Ad Attack

After reading Mary Pipher's review of Deadly Persuasion: Why Women and Girls Must Fight the Addictive Power of Advertising by Jean Kilbourne, forwarded to an email list I'm on, I wrote an extended reply in January, 2000. From an ad for Lion hair tonic, in a Japanese magazine I mentioned DoubleClick in it, as a force to be reckoned with. They first got on my radar thanks to Philip Greenspun's online version of his book, Philip and Alex's Guide to Web Publishing, wherein he details how they track, accumulate, and cross-reference your online behavior for themselves and their clients.
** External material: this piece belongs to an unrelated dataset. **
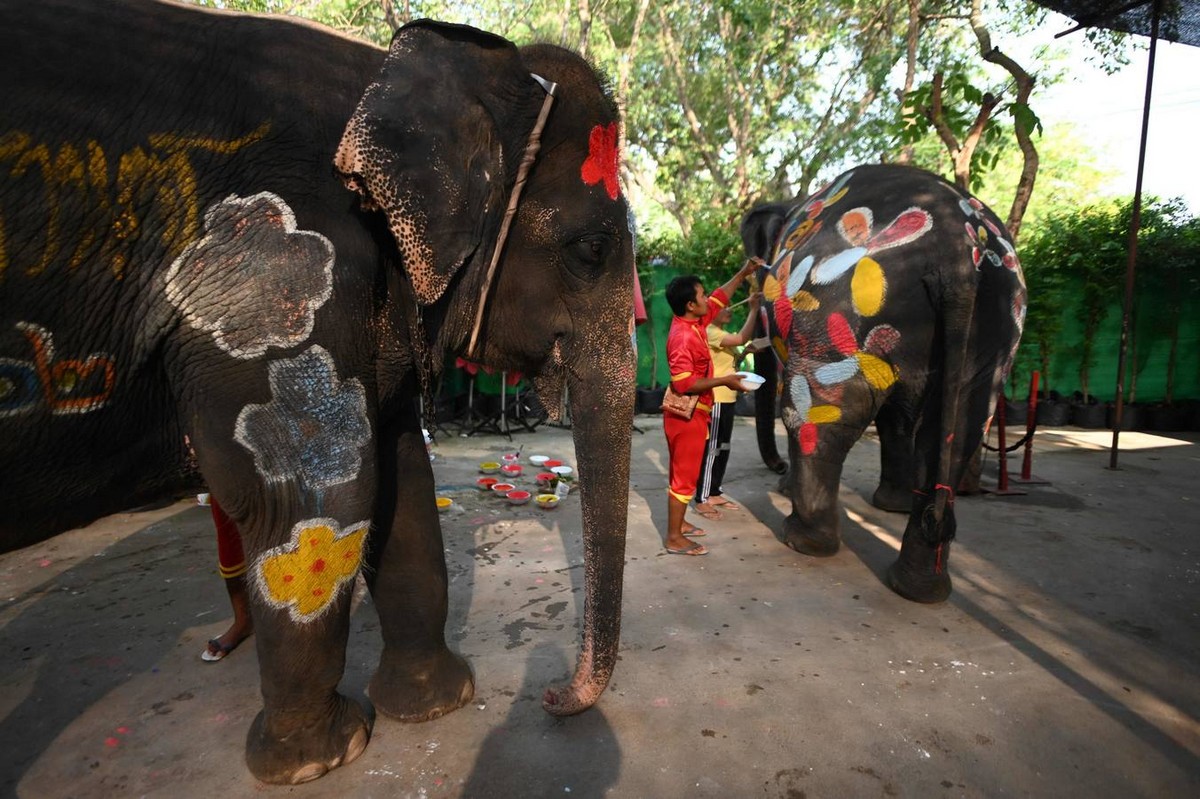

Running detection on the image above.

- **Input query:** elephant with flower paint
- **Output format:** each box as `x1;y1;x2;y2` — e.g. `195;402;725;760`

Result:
742;166;1026;602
Greenspun notes "Of course, Double Click assures everyone that your privacy is assured."

In my message, I suggested that web advertising "as attractive nuisance" was not particulary effective, but that the bad news was, it was likely to be "fixed" to serve market forces.

Resources

How to track users on the web

NYT: Giving the web a memory cost users its privacy

Center for Democracy and Technology's convenient list of opt-out links.

Opt out of DoubleClick

Opt out of Engage, another cookie collector (that ate Flycast).
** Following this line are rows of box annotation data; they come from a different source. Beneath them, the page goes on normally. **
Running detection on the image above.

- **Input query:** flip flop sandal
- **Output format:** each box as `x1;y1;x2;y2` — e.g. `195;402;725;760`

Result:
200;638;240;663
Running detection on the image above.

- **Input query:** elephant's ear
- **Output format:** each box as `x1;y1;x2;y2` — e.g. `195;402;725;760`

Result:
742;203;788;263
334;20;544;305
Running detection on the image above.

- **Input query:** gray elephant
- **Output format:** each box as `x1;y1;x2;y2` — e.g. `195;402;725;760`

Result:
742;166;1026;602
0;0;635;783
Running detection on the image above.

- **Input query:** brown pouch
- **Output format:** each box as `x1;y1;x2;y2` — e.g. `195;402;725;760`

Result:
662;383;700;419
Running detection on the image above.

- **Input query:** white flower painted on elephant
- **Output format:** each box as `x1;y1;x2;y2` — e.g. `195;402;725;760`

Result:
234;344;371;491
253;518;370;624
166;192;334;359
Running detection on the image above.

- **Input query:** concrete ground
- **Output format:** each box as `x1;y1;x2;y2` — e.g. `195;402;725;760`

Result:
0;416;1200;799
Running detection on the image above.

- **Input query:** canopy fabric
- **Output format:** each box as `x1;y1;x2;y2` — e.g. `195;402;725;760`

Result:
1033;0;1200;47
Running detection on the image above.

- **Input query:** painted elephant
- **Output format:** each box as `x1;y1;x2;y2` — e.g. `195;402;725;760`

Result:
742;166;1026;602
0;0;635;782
Junkbusters FAQ; more general protection with your own proxy server.

Shields UP! and Opt Out from Gibson Research

Dan Gillmor's observations about (the lack of) email security come with useful tips for securing Outlook and Outlook Express.
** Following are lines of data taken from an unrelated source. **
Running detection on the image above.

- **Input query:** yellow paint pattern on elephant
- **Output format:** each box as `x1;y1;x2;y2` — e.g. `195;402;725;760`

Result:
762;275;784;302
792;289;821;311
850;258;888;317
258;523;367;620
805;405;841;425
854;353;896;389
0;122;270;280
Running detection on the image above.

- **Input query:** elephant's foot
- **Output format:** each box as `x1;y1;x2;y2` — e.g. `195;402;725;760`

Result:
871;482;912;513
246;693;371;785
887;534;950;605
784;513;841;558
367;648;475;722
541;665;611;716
Links to book titles for more reading.

PC World Magazine, "Who's watching you on the web?" (ironically served up with DoubleClick ads)

The next day, a Wall Street Journal page affirmed my concerns about what DoubleClick's doing "behind the scenes," and how online advertising is evolving. Perhaps it was nothing more than the bad taste to serve up a particularly bloated piece of advertising, but I found it to be a breach of trust, and reason enough to scratch Walter Mossberg's "Personal Technology" website from my list of potential destinations.

I wrote to Mossberg, telling him what I thought of his site's underhanded advertising. He may well have been uninformed about the methods, but given what he writes about -- to say nothing about the irony of the particular column at hand -- he should know better. He blew me off; he had nothing to do with WSJ advertising, even though he was happy to critique other companies' behavior.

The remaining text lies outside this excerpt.